The olefin oligomer derivative used in the above polycondensation reaction needs to have a carbon-carbon unsaturated bond in the olefin oligomer segment chain. Such oligomers include butadiene, a diene having a conjugated double bond such as isoprene, or a homo-oligomer of a non-conjugated diene such as norbornene or dicyclopentadiene, or a copolymerized oligomer of a diene compound with an olefin such as ethylene or propylene. Can be mentioned. For these oligomers, it is necessary to introduce a functional group having a reactivity with a functional group bonded to the polycondensation polymer main chain. For this purpose, an oligomer containing a diene compound is formed by metathesis polymerization or anion living polymerization. Can be synthesized by introducing a functional group into the compound.

The amount of the olefin oligomer segment having a carbon-carbon unsaturated bond to be introduced into the polycondensation polymer having a reactive functional group is 0.5 to 15% by weight, preferably 3 to 7% by weight of the polycondensation polymer. % Is preferably introduced. When the introduction amount of the olefin oligomer segment is less than 0.5% by weight, the oxygen scavenging ability is small, and the retention time of the oxygen barrier property is short (at the present time, the expiration date could not be confirmed, but it is considered to be short). I cannot demonstrate enough ability. Also 15
It is not preferable to introduce an olefin oligomer segment in an amount exceeding the weight% because the processability and physical properties of the polycondensation polymer decrease. The oxygen barrier polymer of the present invention understands that the mechanism of the oxygen barrier reaction is that oxygen dissolved in the polymer reacts directly with the olefin oligomer segment of the polymer to capture oxygen. In this case, since the polymer itself has a gas barrier property, the amount of oxygen permeation is very small, but the small amount of permeated oxygen is captured in the resin layer. Although it has, it is considered that the performance as an oxygen barrier resin appears more remarkably than as an oxygen-scavenging polymer.

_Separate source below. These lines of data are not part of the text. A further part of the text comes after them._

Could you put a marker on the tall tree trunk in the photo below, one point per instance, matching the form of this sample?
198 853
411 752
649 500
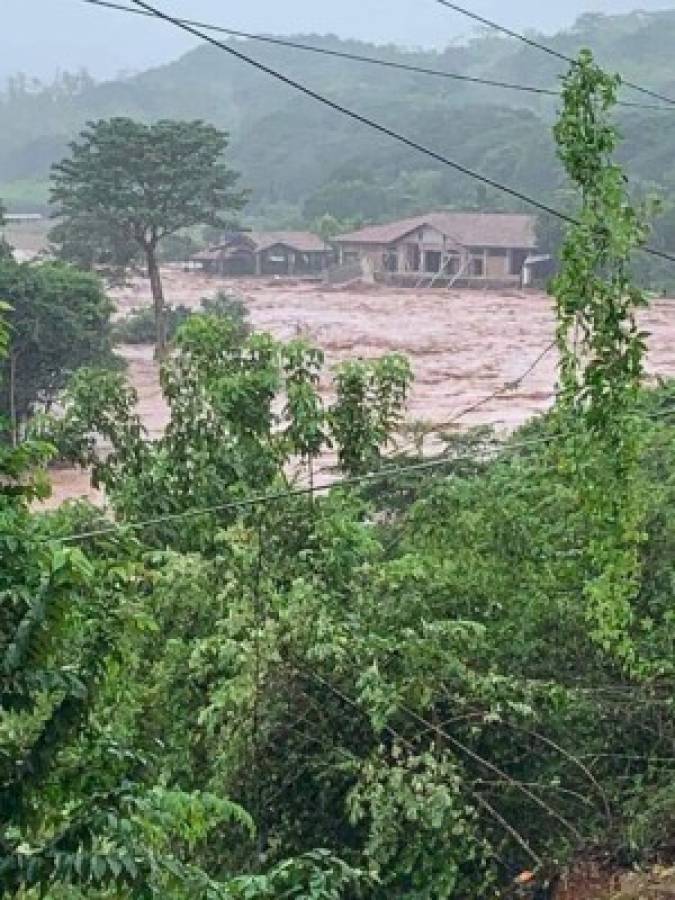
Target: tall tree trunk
157 299
13 422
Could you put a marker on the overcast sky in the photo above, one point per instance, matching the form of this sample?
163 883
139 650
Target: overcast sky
39 37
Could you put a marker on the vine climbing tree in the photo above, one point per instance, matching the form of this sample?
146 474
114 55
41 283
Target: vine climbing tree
602 352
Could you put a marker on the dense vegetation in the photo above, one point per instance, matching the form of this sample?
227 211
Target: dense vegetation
125 187
301 160
415 684
58 319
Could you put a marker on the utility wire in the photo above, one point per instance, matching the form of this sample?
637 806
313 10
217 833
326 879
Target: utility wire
363 58
537 45
265 499
376 126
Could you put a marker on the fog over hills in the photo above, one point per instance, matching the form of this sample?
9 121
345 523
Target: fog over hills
45 36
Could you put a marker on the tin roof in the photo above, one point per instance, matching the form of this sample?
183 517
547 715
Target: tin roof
504 230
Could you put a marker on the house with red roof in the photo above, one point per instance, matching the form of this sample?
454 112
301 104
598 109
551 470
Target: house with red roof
464 249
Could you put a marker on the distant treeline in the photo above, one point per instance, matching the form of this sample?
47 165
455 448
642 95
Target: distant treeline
302 161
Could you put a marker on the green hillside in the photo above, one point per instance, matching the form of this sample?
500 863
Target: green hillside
301 160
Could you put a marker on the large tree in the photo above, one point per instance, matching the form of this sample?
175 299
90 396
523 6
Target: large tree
59 320
126 186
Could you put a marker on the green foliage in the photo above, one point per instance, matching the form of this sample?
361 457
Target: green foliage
138 327
59 320
295 155
225 438
128 186
602 353
370 401
414 690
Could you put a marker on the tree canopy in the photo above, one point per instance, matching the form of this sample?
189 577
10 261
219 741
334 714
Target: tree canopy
126 186
58 319
430 679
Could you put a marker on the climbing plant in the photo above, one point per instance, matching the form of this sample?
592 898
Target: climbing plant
602 352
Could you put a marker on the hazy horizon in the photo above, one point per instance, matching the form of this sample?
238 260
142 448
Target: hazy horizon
47 36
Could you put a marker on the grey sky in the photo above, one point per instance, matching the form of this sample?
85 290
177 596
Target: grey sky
40 37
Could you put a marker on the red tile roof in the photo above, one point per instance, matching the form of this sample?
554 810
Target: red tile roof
504 230
302 241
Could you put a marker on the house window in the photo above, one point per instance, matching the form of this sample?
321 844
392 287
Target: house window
477 267
391 261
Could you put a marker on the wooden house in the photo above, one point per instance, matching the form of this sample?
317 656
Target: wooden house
265 253
464 249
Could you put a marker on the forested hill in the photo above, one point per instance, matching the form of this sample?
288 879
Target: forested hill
301 160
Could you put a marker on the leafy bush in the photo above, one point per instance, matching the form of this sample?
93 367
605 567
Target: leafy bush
138 327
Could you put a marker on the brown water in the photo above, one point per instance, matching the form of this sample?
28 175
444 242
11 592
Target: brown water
463 345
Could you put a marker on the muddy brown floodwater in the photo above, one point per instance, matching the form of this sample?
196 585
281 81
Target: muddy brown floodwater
463 345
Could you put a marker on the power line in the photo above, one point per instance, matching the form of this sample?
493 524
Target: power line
265 499
376 126
363 58
537 45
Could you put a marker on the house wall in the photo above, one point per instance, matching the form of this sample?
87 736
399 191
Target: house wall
417 253
497 264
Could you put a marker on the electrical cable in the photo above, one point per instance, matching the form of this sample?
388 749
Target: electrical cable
537 45
376 126
363 58
265 499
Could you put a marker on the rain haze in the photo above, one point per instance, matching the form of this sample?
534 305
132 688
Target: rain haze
42 37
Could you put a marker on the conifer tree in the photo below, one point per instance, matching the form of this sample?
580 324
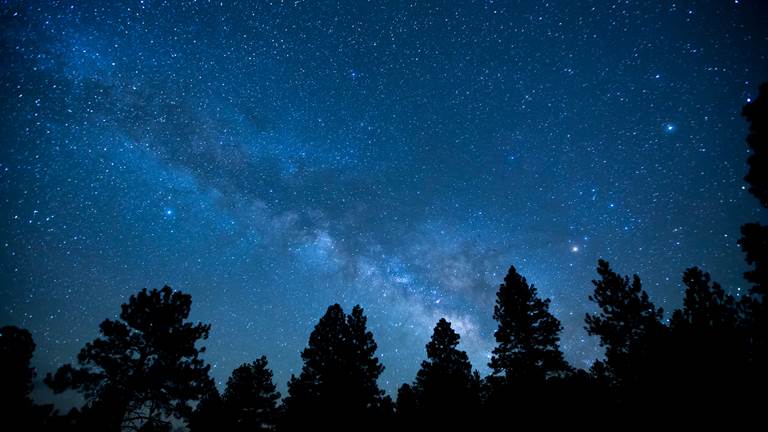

In the polymer of the present invention, when the polycondensation polymer segment that constitutes most of the polymer is transparent, there is a high possibility that the polycondensation oxygen scavenging polymer is also a transparent polymer. When an oxygen barrier polymer such as MXD6 nylon is used as the polycondensation polymer segment that makes up the majority, the moldability is almost the same as that of the oxygen barrier resin, unlike a resin blended with a reduced iron-based oxygen scavenger. It is. In particular, a reduced iron-based oxygen scavenger has a humidity dependency and cannot exhibit its activity without humidity, but has a characteristic that it can effectively deoxidize even in a dry state without humidity. In addition, when a polycondensation polymer having high gas permeability such as PC is used, oxygen scavenging property is remarkably exhibited, and when inserted into a container, it absorbs oxygen in the container and also functions as an oxygen scavenger. It became clear to have. In this case, the oxygen scavenging performance is not affected by the humidity and carbon dioxide concentration of the environment. Therefore, in combination with the function as an oxygen barrier resin, the oxygen scavenging agent for a dried product or the oxygen scavenging agent for a beverage containing carbon dioxide is used. It can be used effectively as an oxygen agent.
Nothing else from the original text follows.